Because of these complexities, researchers believe that none of the small
molecules in the pipeline will ultimately be used as single therapies to treat
the most common types of cancer. Instead, experts are beginning to propose that
using a cocktail of specific agents might be the key, each tailored to target
one component of the pathway that turns that cell cancerous. In the future,
cancer might become a chronic but survivable disease, treated with a drug
cocktail just as AIDS is today.

It’s not a new idea. Doctors have been treating patients for years with
combinations of drugs, mostly chemotherapy agents. But until now a major
obstacle has been toxicity, since by their very nature many of the traditional
medications are quite noxious. The difference between saving patients and
killing them is just a few doses. Small molecules with specific targets are
likely to be tolerated better, experts believe, even when given in
combination.

Extended family

In addition to the binding sites on BCR-ABL and c-KIT, the targets of small
molecule drugs so far include a handful of other enzymes of the tyrosine kinase
family. Glivec actually blocks a third member of that family, called the
platelet-derived growth factor receptor.

AstraZeneca is running several clinical trials with Iressa, a small molecule
that inhibits the receptor for a signalling molecule called epidermal growth
factor, which is overactive in about 30 per cent of human cancers. Another small
molecule called SU5416 blocks tyrosine kinase activity and is also an
“angiogenesis inhibitor”, meaning that it prevents the growth of the blood
vessels that are vital for keeping a solid tumour alive.

What’s exciting about these new agents, says Nimer, is that they are coming
onto the market at the same time as many powerful diagnostic tools. “Because of
the human genome project and gene chip technology, we’re now able to look for
thousands of mutations in cancer all at once,” he says. Soon, a researcher will
be able to create a profile of each patient’s cancer to determine which cellular
receptors and proliferation signals are mutated. Then combination therapies
could be tailored to that particular tumour
(New Scientist, 4 November 2000, p 46).
Cancers will no longer be classified according to which tissue they
come from. Their molecular fingerprints will identify what makes them tick and
the type of therapy that could destroy them.

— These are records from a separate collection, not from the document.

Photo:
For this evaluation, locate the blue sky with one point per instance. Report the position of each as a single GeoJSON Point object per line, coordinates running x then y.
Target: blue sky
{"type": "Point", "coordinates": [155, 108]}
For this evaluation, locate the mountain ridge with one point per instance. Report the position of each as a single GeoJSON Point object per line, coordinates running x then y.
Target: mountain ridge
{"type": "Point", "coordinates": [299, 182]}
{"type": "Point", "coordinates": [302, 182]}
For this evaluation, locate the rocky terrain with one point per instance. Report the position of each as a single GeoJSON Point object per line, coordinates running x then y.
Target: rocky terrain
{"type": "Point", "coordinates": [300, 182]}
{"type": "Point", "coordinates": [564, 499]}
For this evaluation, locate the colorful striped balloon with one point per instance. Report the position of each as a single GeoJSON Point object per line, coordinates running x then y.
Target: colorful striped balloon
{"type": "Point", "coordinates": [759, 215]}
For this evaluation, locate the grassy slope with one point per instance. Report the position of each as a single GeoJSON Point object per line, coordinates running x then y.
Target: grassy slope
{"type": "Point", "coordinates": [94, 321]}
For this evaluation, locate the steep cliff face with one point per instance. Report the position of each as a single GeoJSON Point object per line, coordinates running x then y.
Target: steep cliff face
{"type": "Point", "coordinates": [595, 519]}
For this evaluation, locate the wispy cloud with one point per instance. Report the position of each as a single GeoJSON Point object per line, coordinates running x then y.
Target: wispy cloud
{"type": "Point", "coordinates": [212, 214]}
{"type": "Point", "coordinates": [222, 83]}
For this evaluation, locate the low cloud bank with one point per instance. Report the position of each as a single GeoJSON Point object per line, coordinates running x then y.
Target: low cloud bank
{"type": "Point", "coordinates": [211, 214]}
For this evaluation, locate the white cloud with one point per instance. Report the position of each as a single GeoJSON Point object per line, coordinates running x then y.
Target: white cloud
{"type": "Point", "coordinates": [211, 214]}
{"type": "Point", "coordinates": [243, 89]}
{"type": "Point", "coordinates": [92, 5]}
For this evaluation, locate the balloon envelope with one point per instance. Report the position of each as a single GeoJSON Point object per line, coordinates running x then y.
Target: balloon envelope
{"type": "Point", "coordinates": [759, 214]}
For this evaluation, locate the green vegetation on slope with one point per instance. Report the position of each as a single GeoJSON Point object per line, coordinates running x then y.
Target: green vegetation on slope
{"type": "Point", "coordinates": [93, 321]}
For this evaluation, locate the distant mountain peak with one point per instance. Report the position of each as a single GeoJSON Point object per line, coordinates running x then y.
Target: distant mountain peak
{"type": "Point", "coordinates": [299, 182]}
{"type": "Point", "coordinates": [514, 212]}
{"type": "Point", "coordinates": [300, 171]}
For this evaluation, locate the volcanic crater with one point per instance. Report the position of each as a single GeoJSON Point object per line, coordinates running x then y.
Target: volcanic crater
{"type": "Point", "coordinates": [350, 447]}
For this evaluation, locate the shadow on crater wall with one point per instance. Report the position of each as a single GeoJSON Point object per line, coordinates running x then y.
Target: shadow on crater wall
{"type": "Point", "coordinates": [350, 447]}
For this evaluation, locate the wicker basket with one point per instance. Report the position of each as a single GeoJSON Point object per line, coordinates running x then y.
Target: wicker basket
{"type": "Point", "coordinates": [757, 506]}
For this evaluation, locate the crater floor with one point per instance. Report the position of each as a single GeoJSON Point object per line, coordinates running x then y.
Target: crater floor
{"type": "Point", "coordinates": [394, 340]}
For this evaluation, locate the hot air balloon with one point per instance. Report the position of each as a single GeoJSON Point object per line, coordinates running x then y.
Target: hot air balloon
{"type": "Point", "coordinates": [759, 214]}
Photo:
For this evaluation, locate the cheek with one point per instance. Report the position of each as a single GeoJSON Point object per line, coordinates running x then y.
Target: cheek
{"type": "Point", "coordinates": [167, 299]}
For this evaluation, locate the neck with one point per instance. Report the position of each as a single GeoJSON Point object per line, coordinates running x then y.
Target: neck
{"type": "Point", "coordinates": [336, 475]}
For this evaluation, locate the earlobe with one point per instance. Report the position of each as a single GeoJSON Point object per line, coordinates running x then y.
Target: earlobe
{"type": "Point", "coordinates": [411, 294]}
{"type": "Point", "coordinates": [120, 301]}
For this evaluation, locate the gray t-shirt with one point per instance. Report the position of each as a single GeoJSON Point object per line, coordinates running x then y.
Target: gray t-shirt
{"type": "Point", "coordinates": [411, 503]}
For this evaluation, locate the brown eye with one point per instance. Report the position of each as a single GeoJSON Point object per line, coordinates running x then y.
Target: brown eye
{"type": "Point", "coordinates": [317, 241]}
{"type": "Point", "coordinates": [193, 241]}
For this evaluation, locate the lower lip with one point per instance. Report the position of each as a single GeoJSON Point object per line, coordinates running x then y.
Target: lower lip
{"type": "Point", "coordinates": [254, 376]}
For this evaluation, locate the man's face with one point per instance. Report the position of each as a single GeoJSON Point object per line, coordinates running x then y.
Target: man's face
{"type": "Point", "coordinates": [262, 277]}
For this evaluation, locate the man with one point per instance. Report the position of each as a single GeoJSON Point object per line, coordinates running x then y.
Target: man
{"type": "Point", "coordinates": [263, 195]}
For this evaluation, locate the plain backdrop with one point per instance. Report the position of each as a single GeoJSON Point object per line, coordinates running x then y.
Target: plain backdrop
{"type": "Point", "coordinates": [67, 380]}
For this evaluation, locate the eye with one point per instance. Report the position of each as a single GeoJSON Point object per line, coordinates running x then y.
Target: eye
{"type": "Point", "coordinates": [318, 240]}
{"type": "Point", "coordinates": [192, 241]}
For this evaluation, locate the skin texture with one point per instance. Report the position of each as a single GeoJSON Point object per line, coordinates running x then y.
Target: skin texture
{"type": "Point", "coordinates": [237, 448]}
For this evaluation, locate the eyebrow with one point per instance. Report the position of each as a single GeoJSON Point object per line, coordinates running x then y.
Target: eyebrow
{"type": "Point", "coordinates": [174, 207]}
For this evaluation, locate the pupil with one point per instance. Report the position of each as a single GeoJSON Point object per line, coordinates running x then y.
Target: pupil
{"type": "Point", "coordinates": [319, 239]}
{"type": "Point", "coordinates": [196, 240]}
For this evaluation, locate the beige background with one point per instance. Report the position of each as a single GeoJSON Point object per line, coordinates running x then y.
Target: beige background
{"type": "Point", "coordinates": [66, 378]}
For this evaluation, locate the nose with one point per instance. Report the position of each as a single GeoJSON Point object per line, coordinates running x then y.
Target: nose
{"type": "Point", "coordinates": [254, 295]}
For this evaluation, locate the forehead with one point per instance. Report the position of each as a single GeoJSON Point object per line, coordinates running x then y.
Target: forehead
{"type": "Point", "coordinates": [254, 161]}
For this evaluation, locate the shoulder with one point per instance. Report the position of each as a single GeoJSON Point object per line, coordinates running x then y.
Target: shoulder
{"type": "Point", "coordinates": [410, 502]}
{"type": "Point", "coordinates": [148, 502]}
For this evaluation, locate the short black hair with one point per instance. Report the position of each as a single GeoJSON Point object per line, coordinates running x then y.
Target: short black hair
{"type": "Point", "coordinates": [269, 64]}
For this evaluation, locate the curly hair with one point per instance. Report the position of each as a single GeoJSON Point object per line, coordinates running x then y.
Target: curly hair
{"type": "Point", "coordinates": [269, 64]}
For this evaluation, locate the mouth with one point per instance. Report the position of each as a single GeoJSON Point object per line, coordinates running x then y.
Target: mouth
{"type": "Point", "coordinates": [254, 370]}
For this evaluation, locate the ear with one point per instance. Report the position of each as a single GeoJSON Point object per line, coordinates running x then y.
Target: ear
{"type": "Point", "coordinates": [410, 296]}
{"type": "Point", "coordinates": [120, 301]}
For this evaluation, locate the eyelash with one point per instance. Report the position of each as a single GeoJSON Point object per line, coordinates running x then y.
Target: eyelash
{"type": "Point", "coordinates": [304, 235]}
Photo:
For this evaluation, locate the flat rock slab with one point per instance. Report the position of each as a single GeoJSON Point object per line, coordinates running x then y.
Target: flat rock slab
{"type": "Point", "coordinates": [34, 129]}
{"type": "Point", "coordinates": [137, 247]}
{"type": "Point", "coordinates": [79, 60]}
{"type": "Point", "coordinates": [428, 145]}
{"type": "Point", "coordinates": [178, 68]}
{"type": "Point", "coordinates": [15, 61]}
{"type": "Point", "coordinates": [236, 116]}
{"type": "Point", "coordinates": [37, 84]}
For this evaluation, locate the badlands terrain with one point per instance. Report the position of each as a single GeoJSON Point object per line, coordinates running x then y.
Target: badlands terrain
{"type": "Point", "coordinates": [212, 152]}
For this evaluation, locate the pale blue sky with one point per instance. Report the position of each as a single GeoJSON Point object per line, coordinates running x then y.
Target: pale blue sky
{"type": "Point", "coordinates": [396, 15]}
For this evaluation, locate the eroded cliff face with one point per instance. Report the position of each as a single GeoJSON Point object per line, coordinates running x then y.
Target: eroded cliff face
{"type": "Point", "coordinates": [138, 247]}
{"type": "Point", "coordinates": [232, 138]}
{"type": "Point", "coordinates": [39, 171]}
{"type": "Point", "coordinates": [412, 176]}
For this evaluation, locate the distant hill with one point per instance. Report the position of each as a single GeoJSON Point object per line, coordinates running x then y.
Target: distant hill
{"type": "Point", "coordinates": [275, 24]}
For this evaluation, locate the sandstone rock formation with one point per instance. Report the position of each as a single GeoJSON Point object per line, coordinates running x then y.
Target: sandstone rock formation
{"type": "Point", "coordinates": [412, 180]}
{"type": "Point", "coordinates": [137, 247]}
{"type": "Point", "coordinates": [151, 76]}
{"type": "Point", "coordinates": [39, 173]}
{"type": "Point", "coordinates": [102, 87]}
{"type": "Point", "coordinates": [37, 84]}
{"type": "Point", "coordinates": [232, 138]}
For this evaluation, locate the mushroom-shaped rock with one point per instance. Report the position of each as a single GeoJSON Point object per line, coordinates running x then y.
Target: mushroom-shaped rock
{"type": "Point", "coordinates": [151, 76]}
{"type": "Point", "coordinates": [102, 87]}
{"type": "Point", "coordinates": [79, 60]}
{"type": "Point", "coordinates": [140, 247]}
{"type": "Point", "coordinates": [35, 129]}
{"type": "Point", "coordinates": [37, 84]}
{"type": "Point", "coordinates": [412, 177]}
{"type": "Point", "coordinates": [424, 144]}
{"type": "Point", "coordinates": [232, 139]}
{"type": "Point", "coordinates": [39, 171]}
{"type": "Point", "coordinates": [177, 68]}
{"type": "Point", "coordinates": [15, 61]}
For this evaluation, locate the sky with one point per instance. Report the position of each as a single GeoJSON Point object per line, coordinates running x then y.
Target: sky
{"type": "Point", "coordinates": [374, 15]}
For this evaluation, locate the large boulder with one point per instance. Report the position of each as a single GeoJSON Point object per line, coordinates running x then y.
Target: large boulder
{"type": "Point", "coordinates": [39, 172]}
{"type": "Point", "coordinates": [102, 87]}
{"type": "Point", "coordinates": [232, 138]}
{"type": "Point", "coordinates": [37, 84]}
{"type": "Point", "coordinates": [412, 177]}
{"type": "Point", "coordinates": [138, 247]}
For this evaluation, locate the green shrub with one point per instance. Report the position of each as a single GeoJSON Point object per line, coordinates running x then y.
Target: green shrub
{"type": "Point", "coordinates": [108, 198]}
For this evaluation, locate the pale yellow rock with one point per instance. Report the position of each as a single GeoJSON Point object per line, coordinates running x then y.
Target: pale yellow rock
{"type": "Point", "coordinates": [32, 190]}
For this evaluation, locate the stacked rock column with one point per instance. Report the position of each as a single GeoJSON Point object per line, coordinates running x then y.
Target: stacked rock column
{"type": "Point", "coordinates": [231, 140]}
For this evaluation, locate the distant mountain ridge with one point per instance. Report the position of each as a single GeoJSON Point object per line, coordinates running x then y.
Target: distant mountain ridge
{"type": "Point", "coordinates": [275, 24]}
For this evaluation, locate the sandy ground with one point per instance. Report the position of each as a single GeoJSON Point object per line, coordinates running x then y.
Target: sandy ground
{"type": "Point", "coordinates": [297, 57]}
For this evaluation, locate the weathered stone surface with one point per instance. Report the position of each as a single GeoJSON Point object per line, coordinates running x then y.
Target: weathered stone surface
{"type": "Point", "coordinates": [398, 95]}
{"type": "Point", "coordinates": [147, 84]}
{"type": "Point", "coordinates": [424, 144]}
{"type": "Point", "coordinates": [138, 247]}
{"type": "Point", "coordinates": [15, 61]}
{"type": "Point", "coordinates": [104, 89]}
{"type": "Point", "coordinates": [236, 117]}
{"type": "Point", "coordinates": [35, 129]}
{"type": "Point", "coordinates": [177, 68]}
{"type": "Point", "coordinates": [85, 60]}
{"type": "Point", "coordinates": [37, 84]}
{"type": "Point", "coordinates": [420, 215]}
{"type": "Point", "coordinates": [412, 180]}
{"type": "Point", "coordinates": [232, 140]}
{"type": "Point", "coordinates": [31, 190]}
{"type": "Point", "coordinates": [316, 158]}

But as vital as it would seem for combination trials of small molecules to
start as soon as possible, the truth is that not one clinical trial seems to
have done so. The FDA has not yet approved the majority of these novel drugs,
and researchers claim this means companies are reluctant to sponsor combination
trials before their candidate is approved as a single agent.

Some pressure is apparently coming from the National Cancer Institute to
start combination trials, but it won’t comment any further. “I think that in
three or four years, as more of the drugs get approved, we will have freer
access to do the studies,” Krystal says. For the moment, investigators are
testing a different kind of cocktail approach, which is to combine one small
molecule candidate with a more traditional agent, such as chemotherapy or
interferon.

As is often the case in medicine, the real obstacle may be money rather than
science. At $2500 a month, or £1550 in Britain, not everyone will
be able to afford Glivec— and it’s not clear how long a successful course
of treatment would have to be. In an unprecedented move for the pharmaceuticals
industry, Novartis made the drug available to thousands of CML patients in
Britain and the US before the drug was approved. Since approval in the US, the
company has also provided Glivec to patients who have no insurance—a
costly exercise, but great PR. In Britain, the National Institute for Clinical
Excellence is expected to issue national guidelines for the drug’s use next
August. Most commentators expect NICE to conclude that the drug is
cost-effective, and so allow it to be prescribed on the NHS. If so, the drug
company’s gamble will have paid off.

It remains to be seen whether other companies will follow this lead and make
their own small molecule drugs widely available. The lesson from Glivec is that
we need them. They could be the last barrier to changing cancer from a life or
death disease to an illness that we can live with. “I’m very optimistic about
the future as we match the right drug to the right patients,” says Druker. “We
can make cancer a highly treatable and preventable disease.”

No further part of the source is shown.